Monday, June 21, 2010

...but first a story

She still enjoys a good story, anytime, anyplace. She loses herself in the sounds of consonants colliding in rhythm to form reticulating stories that dissolve at the edges, the place where imagery and imagination meld with reality.

And so it was bedtime once again, as it so often is when the sun lays down below the horizon. The fire crackled and the settling figures desired a tale to carry the mind away and beyond the present. This story began as every story does, with the inhalation of breathe and the vibration of vocal chords sending sounds through space. There was an image in her mind of a girl, her main character Olivia Jane, the girl with wild curly hair that housed a nesting hummingbird. She wove sentences together with pauses and space, giving her just enough time to place a perfunctory punctuation before beginning anew. The story was being constructed, creating itself even as she paused, unsure of the next sound to escape her lips.

A silent film, of the story she was weaving, played in her mind as she attempted to match up her words with the pictures behind her eyes. Her mind kept skipping ahead of itself, asking the consistent droning question, the question in mind at the onset of any story, "... how does it end?" The question hung in the air, like the suspended flight of a fly stunned into immobility by the spider's web.
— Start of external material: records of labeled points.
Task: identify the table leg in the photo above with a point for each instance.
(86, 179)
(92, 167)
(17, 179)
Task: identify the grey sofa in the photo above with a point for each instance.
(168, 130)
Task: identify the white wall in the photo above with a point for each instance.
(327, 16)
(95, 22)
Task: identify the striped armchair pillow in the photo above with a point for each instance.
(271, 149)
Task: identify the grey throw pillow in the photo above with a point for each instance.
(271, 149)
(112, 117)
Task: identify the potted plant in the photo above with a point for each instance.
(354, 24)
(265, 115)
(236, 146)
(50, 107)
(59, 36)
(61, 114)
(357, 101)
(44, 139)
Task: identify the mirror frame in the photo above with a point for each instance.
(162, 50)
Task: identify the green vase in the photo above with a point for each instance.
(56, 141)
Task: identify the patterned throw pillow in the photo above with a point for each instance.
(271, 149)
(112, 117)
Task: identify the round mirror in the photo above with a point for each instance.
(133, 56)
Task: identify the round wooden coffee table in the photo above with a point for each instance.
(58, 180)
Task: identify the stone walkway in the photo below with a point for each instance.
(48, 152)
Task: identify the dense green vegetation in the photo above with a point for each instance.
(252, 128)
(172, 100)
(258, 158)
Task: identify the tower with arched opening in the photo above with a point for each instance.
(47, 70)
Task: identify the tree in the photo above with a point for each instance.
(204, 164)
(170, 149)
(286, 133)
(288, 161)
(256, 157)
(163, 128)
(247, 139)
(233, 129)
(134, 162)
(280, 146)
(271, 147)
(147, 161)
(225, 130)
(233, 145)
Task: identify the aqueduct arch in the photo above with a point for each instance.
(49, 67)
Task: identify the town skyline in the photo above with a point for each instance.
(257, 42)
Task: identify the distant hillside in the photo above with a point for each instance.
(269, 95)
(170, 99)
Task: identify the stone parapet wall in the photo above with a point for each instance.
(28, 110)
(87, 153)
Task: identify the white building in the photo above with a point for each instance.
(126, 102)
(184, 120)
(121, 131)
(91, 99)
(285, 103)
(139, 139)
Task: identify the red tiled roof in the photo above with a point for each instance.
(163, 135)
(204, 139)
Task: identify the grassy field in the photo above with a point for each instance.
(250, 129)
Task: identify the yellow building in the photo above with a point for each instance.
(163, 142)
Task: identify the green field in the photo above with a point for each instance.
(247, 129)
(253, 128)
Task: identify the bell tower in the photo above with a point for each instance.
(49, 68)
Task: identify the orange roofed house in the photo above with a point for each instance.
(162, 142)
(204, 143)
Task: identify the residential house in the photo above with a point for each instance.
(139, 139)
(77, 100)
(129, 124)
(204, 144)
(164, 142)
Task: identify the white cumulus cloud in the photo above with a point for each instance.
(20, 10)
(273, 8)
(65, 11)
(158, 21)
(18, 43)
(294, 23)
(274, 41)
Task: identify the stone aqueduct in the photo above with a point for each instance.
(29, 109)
And in that moment, just as the web finished trembling, she understood something.

The role of our dear storyteller became clear to her, just as the role of Olivia Jane became clear with every passing breath. She was a character in her own story, writing in the captions on the slide show of her life. The soft sounds of snoring and the crackling of the fire reinforced her new found purpose. She thought, the bedtime story is not the newscaster's story, or the excited blurtings of a youth. Nor does it carry the same driving force as the lover's whispering sonnet, meant to stir up frenzy with it's wildly exaggerated hush. The bedtime story is about tone and meter. It is a song sung lowly and consistently that caters to the tired mind, providing a gentle humming, such as nature employs in her chorus of summertime crickets.

And so, as she finished her story and stepped outside into the night air, she opened her mouth once more.

This time the words that escaped were full of air, sung into existence by a storyteller who understood that singing and speaking are the same thing.